The S9, the S9, and the S6. All are bad.
Starting on the Wenge body. Cutting painfully slow.
CNC is done. A few marks to clean up but a relatively uneventful cut out. One problem I have run into on harder materials is the tabs are too small and the work piece would come loose on the last pass. This spells disaster so I have increased the tab size significantly to prevent this.
Some old school router work. I will explain later.
Headstock thickness while the blank is still square then we cut the profile
Looks like a neck now.
Lets get a look at the beast before moving forward.
Lets get the trussrod ready. I had a picture of how I use a rasp in a battery drill to clean out the trussrod nut area but it was blurry.
Tape before epoxy. Trust me on this. Unless you really enjoy cleaning hardened epoxy do this. Especially with oil finishes I do not want any epoxy filling up pores. I know what you are thinking "You haven't even carved that neck yet." If you don't believe me, well, then have fun.
Laying out the neck profiles by hand..
Again you might ask yourself why is he profiling necks by hand when he has a CNC? Because I am faster than the CNC and just as accurate. Right now I am in the middle of 3 builds do in July. They have to be basically done by June 1 in order for the oil finish to cure enough to ship in July.
The CNC took a whole Saturday to cut out the Wenge body. I had to slow everything down because of how hard the material is. Normally I can cut out 1.5 Bodies on a Saturday. Anyway while RoboRAD (R4-D5) was cutting bodies I decided to finish up the necks. That means time for some router table.
Get your centering rulers and dial calipers out as it is all old school now.
After centering and attaching the template I cut as close as I can with the band saw. Normally you would not want to take more than half the diameter of the bit. That is fine for making cabinets but not guitars with figured wood. I do not want the router bit cutting more than half the depth of its carbide blades. That is about .0625" or so. Watch the kerf on the bandsaw as it can be deceiving and leave scratches deeper than your template. You can use the sander to get even closer.
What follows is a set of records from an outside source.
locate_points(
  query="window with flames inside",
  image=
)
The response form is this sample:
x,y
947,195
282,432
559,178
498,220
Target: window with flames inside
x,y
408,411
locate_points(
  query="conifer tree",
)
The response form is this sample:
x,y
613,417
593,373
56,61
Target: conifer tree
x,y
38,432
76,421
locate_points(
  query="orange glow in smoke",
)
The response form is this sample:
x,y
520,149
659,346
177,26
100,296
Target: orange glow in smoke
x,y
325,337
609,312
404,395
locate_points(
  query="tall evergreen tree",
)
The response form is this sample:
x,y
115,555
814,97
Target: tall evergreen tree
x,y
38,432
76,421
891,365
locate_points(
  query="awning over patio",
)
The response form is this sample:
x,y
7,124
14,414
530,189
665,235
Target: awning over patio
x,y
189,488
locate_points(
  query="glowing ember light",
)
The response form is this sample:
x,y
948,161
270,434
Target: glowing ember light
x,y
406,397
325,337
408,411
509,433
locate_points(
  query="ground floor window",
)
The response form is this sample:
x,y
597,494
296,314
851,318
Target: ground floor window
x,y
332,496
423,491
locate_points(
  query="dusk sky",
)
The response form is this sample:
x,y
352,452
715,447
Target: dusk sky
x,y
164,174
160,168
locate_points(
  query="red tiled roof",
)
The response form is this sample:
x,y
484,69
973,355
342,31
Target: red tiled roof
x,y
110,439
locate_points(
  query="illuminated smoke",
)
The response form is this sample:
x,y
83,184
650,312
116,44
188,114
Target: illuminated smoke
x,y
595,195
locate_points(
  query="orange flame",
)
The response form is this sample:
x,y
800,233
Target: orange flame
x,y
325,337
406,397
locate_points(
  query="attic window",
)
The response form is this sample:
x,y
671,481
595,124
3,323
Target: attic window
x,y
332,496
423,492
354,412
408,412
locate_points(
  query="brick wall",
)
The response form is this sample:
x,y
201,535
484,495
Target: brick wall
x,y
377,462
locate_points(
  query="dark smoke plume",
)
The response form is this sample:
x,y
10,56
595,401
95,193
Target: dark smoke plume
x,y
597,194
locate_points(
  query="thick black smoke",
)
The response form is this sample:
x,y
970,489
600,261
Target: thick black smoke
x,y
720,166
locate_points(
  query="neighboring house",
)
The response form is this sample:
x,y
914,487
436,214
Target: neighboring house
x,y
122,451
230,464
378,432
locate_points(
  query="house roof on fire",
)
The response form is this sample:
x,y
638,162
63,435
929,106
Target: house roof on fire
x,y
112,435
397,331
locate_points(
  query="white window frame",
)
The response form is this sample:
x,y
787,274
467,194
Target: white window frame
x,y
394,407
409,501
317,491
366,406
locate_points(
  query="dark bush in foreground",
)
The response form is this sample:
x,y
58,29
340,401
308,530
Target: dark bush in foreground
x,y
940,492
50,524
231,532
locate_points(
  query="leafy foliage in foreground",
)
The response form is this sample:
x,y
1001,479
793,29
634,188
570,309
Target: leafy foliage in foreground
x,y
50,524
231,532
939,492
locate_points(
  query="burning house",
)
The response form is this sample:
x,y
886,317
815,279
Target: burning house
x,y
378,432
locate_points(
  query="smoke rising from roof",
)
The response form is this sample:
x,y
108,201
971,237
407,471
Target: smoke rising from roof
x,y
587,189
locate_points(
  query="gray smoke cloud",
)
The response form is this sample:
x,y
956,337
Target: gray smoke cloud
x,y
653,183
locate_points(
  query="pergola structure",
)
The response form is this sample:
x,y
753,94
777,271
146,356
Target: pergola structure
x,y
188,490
With the router the first pass should always be very small. Just enough to get a clean edge. Since on a neck the only part really left from profiling is the edge of the fretboard this is important.
This is after 2 passes
Be careful removing your templates. Now I have to make a new one.
Almost ready for fretboard
In order to make Burl Maple bullet proof enough for a metal band I have to resort to crazy things. In the past I have used CA to fill voids and harden the soft spots. I always feel like it dulls the coloring though so we are going a different route.
Enter System Three Mirror Coat epoxy. It is thin, soaks in, and cures hard as a rock with a very clear and shiny finish. We are not really using at a finish just stabilizing the wood. It does not bubble like normal epoxy when mixing so you don't need a vacuum to get it settled into voids. It doesn't yellow. And it is going to last a lot longer than CA.
I coated the blank before machining. This gives the router a solid surface to cut and helped prevent the tear-out common in routing very soft woods.
As you can see R4-D5 is doing something. I call it R4-D5 because I never know when it is going to blow a motivator.
Now we see
I am working pretty fast on this bass and as a result pictures are sparse.
Fretboard aligned and pinned.
Again I say "Basses are big" and I needed new runners for clamping the fretboard on.
If you remember I had to make a new body blank for this so here is the the new blank joined, glued and ready to go.
After the fretboard is glued on I clean up the sides and heal by hand as it is safer than using the router.
Headplate time. Wow I didn't take any other pictures. Slack.